Justiça decide manter a prisão de casal suspeito de participar do assalto aos bancos

Por Da Redação |
| Tempo de leitura: 2 min
FACÇÃO Tuca é apontado como um dos “cabeças” da facção criminosa do PCC. A prisão foi em decorrência de uma ação conjunta da Polícia Federal e da Senad. Foto: Divulgação

Os dois são suspeitos de participar do mega-assalto. A prisão foi em decorrência de uma ação conjunta da Polícia Federal e da Senad

A Justiça de Ponta Porã (MS) vai manter a prisão do casal Anderson Meneses de Paula, conhecido como “Tuca”, e Francisca Kelly, que foram presos no domingo (4) durante uma ação da Polícia Federal.

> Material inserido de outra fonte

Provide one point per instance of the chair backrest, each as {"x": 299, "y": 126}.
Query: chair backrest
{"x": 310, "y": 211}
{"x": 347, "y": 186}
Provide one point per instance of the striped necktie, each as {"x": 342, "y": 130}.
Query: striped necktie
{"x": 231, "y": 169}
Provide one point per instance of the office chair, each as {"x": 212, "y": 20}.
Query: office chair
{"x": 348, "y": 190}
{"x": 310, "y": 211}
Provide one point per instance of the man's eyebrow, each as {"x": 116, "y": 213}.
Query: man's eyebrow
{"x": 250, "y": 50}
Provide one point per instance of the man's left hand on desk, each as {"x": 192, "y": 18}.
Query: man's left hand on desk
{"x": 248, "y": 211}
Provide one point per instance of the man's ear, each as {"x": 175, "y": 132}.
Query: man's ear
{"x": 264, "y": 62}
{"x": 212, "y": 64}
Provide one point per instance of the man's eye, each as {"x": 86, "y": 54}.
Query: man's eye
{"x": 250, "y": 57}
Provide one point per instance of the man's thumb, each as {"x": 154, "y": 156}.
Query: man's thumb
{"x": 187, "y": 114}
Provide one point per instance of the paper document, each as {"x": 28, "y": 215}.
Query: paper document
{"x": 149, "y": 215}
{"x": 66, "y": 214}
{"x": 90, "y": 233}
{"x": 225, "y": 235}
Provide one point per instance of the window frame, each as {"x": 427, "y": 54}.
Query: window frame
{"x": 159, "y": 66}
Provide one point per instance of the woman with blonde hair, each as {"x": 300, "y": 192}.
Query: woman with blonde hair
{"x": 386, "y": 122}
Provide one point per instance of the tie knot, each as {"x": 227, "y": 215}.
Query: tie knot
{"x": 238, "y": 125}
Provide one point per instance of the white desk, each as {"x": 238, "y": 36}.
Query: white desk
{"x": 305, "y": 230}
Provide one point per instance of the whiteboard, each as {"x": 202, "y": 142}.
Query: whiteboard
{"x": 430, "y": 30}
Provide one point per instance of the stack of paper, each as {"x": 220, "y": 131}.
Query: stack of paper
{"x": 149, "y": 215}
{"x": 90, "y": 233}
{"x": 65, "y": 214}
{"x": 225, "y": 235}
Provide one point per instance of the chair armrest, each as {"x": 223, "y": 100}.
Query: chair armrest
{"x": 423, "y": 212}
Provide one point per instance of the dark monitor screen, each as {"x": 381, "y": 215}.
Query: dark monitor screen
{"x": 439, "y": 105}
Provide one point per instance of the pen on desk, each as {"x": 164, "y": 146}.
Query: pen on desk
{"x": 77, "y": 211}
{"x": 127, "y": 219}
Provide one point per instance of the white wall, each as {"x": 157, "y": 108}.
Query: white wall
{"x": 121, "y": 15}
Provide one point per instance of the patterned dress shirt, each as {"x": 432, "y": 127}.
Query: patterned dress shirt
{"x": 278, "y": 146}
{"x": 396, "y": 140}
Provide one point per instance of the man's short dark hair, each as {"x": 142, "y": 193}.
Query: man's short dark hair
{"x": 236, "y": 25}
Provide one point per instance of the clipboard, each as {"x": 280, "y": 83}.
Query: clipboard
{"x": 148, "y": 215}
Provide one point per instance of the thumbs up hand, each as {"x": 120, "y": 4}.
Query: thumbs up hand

Os dois também são suspeitos de participar do mega-assalto aos bancos de Araçatuba, ocorrido no dia 30 de agosto. A prisão foi em decorrência de uma ação conjunta da Polícia Federal e da Senad (Secretaria Nacional Antidrogas) do Paraguai. Tuca é também apontado como um dos “cabeças” da facção criminosa do PCC.

 A ação foi cumprida por policiais federais de várias partes do estado, do grupo de Elite e o COT (Comando de Operações Táticas). O objetivo era enfraquecer um dos braços do PCC. Foram cumpridos oito mandados de busca e apreensão no Brasil e três no Paraguai.

Durante a audiência de custódia, eles afirmaram que estavam na cidade de Ponta Porã porque a mulher iria fazer uma cirurgia plástica de lipoaspiração, que seria mais barato lá. Contudo, eles entraram em contradição sobre o carro usado por Anderson. Ela disse que o veículo era financiado e que ele teria alugado na agência pertencente a um conhecido.

Questionada pelo procurador sobre o apelido do marido, Francisca fez silêncio. Já Anderson não resistiu em responder ser chamado de “Tuca” e, inclusive, admitiu que já foi preso. O casal não tem nenhuma renda fixa. Contaram que estariam vivendo de economias, ela com uma loja online de roupas e ele em pintura de obras.

A defesa pediu concessão de liberdade, alegando que eles têm endereço fixo, mas o magistrado não aceitou. O judiciário solicitou vaga no presídio federal de Campo Grande para Anderson e no sistema estadual para Francisca, além da escola pelo COT. Os dois tiveram prisão temporária decretada como parte da investigação da PF. O juiz citou que eles foram pegos numa casa que era uma espécie de QG do PCC em Ponta Porã. Os donos da casa e mais duas pessoas foram presas.